DJI’s Mavic 2 Series Drones Come With More Powerful Cameras and So Many Sensors

We’ve known for some time that the future of consumer drones would be tiny, high quality, and mostly crash-proof. DJI just revealed its best attempt at all three with the new Mavic 2 series. There are two of them: the Mavic 2 Pro and the Mavic 2 Zoom. They fold up. They have great cameras. And in a first for DJI, they have omnidirectional obstacle sensing.

The Mavic 2 drones actually feature the same drone body but have two different camera and gimbal setups. You can buy the Mavic 2 Pro, which includes a Hasselblad camera with a one-inch sensor, for $1,450. Or you can buy the Mavic 2 Zoom, which includes a camera with a 1/2.3-inch sensor with 2X optical zoom and 4X digital zoom, for $1,250. Both of them feature a redesigned body that DJI says is more aerodynamic and offers a maximum speed of 44 miles-per-hour and a maximum flight time of 31 minutes. There’s also 8 gigabytes of on-board storage. Like the original Mavic Pro, the Mavic 2 folds up into a form factor that’s, as I’ve said before, about the size of a large Italian sandwich. For reference, DJI’s past flagship drone, the Phantom 4 Pro, features a one-inch sensor, does not fold up, and sells for $1,500.

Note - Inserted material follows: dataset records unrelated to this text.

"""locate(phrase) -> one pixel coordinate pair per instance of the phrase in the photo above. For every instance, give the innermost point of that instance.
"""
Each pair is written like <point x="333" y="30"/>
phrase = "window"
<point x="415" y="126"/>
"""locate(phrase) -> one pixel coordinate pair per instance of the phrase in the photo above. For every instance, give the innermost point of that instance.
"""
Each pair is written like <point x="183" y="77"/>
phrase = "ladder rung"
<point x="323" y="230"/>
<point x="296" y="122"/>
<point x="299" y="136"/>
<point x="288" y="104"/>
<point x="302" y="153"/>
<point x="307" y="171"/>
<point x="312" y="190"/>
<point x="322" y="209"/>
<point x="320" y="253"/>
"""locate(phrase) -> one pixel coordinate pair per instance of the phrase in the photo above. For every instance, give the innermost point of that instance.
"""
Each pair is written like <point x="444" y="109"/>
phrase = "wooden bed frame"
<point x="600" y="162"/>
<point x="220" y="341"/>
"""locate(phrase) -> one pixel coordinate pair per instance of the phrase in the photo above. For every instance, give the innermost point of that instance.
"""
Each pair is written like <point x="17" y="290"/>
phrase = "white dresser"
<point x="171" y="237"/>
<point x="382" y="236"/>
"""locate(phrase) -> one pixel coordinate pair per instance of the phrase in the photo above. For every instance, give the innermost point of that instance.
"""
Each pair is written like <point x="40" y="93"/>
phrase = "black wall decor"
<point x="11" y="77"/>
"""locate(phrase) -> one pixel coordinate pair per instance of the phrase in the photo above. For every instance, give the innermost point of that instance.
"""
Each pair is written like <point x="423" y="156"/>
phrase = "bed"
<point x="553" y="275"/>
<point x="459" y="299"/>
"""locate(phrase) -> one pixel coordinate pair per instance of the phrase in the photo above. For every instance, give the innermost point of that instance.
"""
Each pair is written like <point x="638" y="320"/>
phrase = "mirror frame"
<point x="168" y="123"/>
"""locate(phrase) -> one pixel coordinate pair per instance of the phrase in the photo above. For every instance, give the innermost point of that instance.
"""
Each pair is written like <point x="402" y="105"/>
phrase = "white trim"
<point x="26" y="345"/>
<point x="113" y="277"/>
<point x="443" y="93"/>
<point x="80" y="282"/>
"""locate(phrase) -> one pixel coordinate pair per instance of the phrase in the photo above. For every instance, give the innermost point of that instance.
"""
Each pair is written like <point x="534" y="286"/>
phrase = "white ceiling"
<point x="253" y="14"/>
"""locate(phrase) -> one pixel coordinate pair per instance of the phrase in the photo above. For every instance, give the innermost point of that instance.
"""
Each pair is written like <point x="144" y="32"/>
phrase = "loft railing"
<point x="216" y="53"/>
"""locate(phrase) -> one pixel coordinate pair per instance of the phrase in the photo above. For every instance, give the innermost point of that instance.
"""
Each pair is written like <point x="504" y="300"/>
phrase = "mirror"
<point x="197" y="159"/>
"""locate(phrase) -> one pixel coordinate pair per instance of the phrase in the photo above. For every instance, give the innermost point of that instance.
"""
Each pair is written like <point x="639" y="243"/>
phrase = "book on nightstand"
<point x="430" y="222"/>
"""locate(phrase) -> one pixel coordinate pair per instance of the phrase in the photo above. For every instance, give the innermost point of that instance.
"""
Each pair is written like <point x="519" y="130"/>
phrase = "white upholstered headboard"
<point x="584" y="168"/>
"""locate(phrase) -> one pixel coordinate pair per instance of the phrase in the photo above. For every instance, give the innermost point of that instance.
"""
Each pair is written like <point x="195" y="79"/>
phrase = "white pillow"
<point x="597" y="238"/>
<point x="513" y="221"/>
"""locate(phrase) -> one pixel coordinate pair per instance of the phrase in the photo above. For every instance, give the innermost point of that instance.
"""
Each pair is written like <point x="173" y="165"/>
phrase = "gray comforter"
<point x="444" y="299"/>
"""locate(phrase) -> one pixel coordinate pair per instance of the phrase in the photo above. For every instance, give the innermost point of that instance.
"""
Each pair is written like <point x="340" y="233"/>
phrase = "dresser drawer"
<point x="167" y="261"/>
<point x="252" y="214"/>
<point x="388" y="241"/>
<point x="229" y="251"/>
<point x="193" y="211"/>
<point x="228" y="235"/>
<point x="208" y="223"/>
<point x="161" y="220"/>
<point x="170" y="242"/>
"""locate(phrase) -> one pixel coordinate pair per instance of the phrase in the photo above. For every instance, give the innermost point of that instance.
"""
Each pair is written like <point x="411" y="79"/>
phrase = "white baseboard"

But you probably don’t want to buy a Phantom any more, even though DJI will keep selling them. Based on our initial impressions, the Mavic 2 Pro simply offers more. The new 20-megapixel camera and its one-inch sensor looks a lot like the Phantom’s camera, but the Mavic 2 comes with a whole bag of new tricks. Those include 10 sensors on all sides of the drone that give it that omnidirectional obstacle sensing. The Mavic 2 series also offers a new autonomous tracking mode called ActiveTrack 2.0. That enables the drone to create a 3D map of the area in front of its camera and predict where the selected subject will go next. Tree in the way? No problem. The Mavic 2 will fly around it.

The cameras are the real stars of the new Mavic 2 series, though. The camera system on the Mavic 2 Pro was developed with help from Hasselblad over the past two years. Again, it features a one-inch sensor that can capture 20-megapixel images and features an adjustable aperture that goes from f/2.8 to f/11. According to DJI, the Mavic 2 Pro camera also offers 4K 10-bit HDR support and can capture “four times as many levels of color per channel” than the original Mavic Pro. Those colors will supposedly be more accurate thanks to something called the Hasselblad Natural Color Solution. That’s an incredibly buzzwordy offering, but the dimensions of the sensor alone suggest that the Mavic 2 Pro’s camera is superior. It’s more than twice the size of the sensor on the first generation Mavic Pro.